「今の若い人は、とかく年寄りを敬わないで、じきに時代が違うなどと称して、親の言うことをきかず、かえって意見をいうものなどがあるのは、まことに心得違いである。」・・・昨日読み終わった本のなかの一節です。
6月30日に’05年国勢調査抽出速報集計が総務省からでました。
予想通り、一人暮らし世帯が急増しています。
その数1,333万世帯。子供のいる夫婦世帯との差はわずか131万世帯まで迫り、遠からず逆転することでしょう。
この中で65歳以上の一人暮らしは前回調査から100万世帯以上も増え、405万世帯。内訳を見ると高齢女性の5人に1人、高齢男性の10人に1人が1人暮らしという計算です。
内閣府の別の調査によると「老後子供とは別に暮らす」というアンケートに対しては96年の25.0%からわずか8年後の04年には40.2%と1.6倍に跳ね上がっていますので、ますますこの傾向は加速していくことでしょう。
一方、男女雇用機会均等法施行後、働く女性が増加したこと(30歳から34歳女性の61.9%が働いています)に伴い未婚化・晩婚化も顕著に進んでいます。
25歳から29歳の女性の59.9%は未婚。30歳から34歳の男性でも47.7%が未婚です。
かつては主流であった親子4人家族、あるいは3世帯同居の大家族はいまや少数派に転じています。

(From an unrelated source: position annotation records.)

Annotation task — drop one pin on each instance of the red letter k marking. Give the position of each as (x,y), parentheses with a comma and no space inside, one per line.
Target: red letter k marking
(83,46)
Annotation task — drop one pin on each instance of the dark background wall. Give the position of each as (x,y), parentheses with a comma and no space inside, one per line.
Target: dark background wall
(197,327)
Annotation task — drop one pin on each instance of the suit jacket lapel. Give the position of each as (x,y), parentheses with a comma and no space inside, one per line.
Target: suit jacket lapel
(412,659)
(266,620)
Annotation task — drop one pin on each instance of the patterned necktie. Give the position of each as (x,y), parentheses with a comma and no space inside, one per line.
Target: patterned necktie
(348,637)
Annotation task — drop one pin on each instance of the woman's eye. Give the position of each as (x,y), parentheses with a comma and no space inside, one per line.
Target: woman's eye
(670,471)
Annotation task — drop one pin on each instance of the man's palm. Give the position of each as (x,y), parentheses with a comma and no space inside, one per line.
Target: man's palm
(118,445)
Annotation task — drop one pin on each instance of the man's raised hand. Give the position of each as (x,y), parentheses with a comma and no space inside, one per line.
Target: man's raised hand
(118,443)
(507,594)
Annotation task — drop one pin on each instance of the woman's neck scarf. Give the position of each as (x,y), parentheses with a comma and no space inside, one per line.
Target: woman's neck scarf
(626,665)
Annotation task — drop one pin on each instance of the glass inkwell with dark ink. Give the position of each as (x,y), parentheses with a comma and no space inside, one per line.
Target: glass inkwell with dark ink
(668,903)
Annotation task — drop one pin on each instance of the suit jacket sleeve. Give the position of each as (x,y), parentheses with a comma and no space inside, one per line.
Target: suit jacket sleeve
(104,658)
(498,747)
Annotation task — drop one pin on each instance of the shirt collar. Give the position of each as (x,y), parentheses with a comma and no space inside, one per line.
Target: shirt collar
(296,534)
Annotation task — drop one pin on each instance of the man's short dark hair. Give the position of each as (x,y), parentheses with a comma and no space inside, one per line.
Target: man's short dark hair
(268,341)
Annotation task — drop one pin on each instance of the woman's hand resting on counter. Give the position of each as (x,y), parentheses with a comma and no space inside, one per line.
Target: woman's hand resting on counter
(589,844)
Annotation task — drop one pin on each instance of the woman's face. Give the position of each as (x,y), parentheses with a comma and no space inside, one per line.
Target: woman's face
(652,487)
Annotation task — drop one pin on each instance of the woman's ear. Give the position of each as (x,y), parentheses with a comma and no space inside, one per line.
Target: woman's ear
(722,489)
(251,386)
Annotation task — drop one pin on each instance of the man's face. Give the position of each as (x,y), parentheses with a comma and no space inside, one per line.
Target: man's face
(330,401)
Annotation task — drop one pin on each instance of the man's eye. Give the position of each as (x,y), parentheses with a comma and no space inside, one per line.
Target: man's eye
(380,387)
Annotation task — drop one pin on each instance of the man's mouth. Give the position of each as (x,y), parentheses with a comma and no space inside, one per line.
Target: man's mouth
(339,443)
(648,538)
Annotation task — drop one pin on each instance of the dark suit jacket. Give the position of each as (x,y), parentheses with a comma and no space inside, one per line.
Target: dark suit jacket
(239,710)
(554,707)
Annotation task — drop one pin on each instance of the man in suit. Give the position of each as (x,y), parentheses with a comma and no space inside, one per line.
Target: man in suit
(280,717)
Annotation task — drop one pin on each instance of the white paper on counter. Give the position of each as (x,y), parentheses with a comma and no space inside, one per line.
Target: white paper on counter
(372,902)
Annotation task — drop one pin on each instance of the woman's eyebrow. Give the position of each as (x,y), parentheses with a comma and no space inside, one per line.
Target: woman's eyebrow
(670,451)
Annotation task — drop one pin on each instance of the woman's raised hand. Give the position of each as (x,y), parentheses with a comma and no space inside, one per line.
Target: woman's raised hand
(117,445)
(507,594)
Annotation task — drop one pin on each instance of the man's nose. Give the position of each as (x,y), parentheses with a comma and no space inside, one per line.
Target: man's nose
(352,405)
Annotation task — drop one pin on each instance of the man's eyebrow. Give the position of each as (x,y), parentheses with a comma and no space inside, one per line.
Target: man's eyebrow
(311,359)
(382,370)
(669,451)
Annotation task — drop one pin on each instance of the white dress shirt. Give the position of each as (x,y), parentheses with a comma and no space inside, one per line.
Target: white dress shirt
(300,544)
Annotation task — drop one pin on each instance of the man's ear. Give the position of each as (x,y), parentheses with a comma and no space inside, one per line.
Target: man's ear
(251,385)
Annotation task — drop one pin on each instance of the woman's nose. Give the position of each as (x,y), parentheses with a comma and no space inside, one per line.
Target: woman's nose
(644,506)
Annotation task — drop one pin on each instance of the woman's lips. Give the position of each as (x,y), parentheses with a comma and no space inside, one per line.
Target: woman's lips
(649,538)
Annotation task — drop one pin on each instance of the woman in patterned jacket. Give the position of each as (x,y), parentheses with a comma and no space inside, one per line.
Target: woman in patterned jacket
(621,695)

個人主義が進んで親の言うこともきかないし、面倒もみない。子供を頼りにもしないという風潮なんですね。
不動産投資を行なう場合、どんな層が入居者としてのトレンドになるのかを押さえることがとても重要です。
高齢者の1人暮らし用物件、結婚しない30代用物件。こういったものは今後も需要が見込めるといえるでしょう。
ちなみに、前述の本は「孝経新釈」塩谷温 著(致知出版社)。
孔子の言行を弟子たちが書きとめた、あるいは孔子の弟子の曾子が書いたとされる中国の古典で、これに叙説・漢文・訓読・通釈・余論と注釈を加えた本です。この一節は著者の余論つまり意見です。
昭和2年(!)に書かれて4年に発刊されたものを今年復刻したものですから亡くなった私の父が生まれた頃の本です。
人間って昔から変わらないんですね。
本社でアルバイトをしている中国人留学生の李さんに見せたら「これ、中学生のときに習いました」と言っていました。
日本でも道徳教育や修身の授業が復活しないかなぁ。せめてウチの子供たちが通っている学校だけでも・・・。